You've just been made a reporter for a day.
Your first assignment: Visit any Frontier League clubhouse and ask for opinions on the league's schedule and ways to improve it. It shouldn't take long to find somebody who has a complaint. The schedule always is highly scrutinized, and it seems as if every player and coach thinks either his team is getting shafted by the schedulemaker or some other team is getting scheduling favors from the league office.
To the Frontier League's credit, it has been willing to change its scheduling format to help teams cut down on travel time and costs, create more off days and eliminate some scheduling quirks. One thing I disliked years ago was teams playing all their games against an interdivision opponent in consecutive weeks. That has been eliminated, in part because of the 7-team divisions.
This year, the big change in the schedule is the significant increase in doubleheaders. There are 23 scheduled doubleheaders, including eight at Evansville and six at Washington. There are many reasons for this, from having to open the park fewer nights, to women's pro softball needing a date, to helping the Greys with their travel, etc. Only five of the 13 teams with home ballparks have scheduled doubleheaders. Three of those five -- Evansville, Traverse City and Normal -- finished in the top five in home attendance last year.

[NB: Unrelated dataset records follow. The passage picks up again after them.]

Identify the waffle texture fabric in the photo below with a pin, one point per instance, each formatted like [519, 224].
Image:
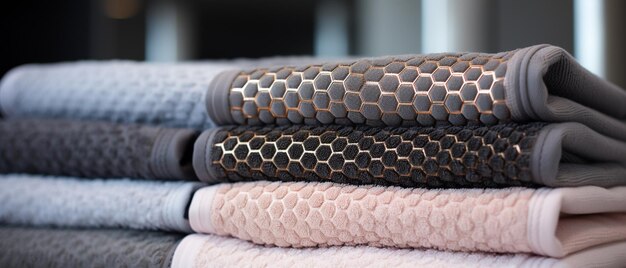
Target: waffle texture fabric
[67, 202]
[116, 91]
[46, 247]
[547, 221]
[512, 154]
[95, 149]
[538, 83]
[213, 251]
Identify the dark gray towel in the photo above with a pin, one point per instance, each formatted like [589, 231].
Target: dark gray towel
[46, 247]
[95, 149]
[563, 154]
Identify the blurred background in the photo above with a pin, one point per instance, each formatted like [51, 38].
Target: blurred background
[161, 30]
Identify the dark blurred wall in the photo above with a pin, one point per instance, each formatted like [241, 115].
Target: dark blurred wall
[43, 31]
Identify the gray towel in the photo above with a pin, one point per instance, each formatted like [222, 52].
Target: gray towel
[560, 154]
[35, 200]
[538, 83]
[95, 149]
[45, 247]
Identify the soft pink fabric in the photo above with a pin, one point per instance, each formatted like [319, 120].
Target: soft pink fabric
[325, 214]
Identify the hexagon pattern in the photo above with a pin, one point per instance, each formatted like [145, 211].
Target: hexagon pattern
[447, 156]
[324, 214]
[411, 90]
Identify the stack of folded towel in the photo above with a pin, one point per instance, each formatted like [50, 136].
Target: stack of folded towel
[458, 159]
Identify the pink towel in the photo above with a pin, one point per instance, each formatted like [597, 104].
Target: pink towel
[551, 222]
[214, 251]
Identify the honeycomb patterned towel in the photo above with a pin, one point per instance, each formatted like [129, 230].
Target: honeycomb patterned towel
[95, 149]
[559, 154]
[547, 221]
[212, 251]
[67, 202]
[45, 247]
[538, 83]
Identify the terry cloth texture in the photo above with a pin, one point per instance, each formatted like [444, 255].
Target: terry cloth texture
[558, 154]
[95, 149]
[538, 83]
[213, 251]
[67, 202]
[24, 247]
[550, 222]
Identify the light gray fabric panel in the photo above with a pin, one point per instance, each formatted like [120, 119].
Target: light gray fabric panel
[572, 154]
[48, 247]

It will be interesting to see if the doubleheaders and added off days will hurt or help Evansville, Washington and Florence (five doubleheaders) on the field and at the gate.
One thing almost everybody complains about in the Frontier League is the travel. With teams spread from Pennsylvania to Missouri, and at least one interdivision game every night, scheduling easy and sensible road trips is not always possible. Whoever the poor soul is who makes the schedule, you have a difficult and thankless job. Everybody thinks they have a bad schedule compared to (fill in the blank with another team). You can't please everyone, no matter how hard you try.
So which teams have a bad schedule this year? One way of determining this is to check the miles each team will travel. The following chart is the mileage each team will travel along with the difference from 2013. When calculating the mileage for each team, I did not take into account if a team travels back and forth each night to play a close rival. For example, when Windy City plays at Joliet, it might opt to drive the 52 miles roundtrip each day of the series instead of one 26-mile trip and three-night stay in Joliet. I credit Windy City for one 26-mile trip.
Also, if a team has consecutive off days (something new to the schedule this year), I assume the ballclub will return to its home city on these days, even if it has a road game after the off days.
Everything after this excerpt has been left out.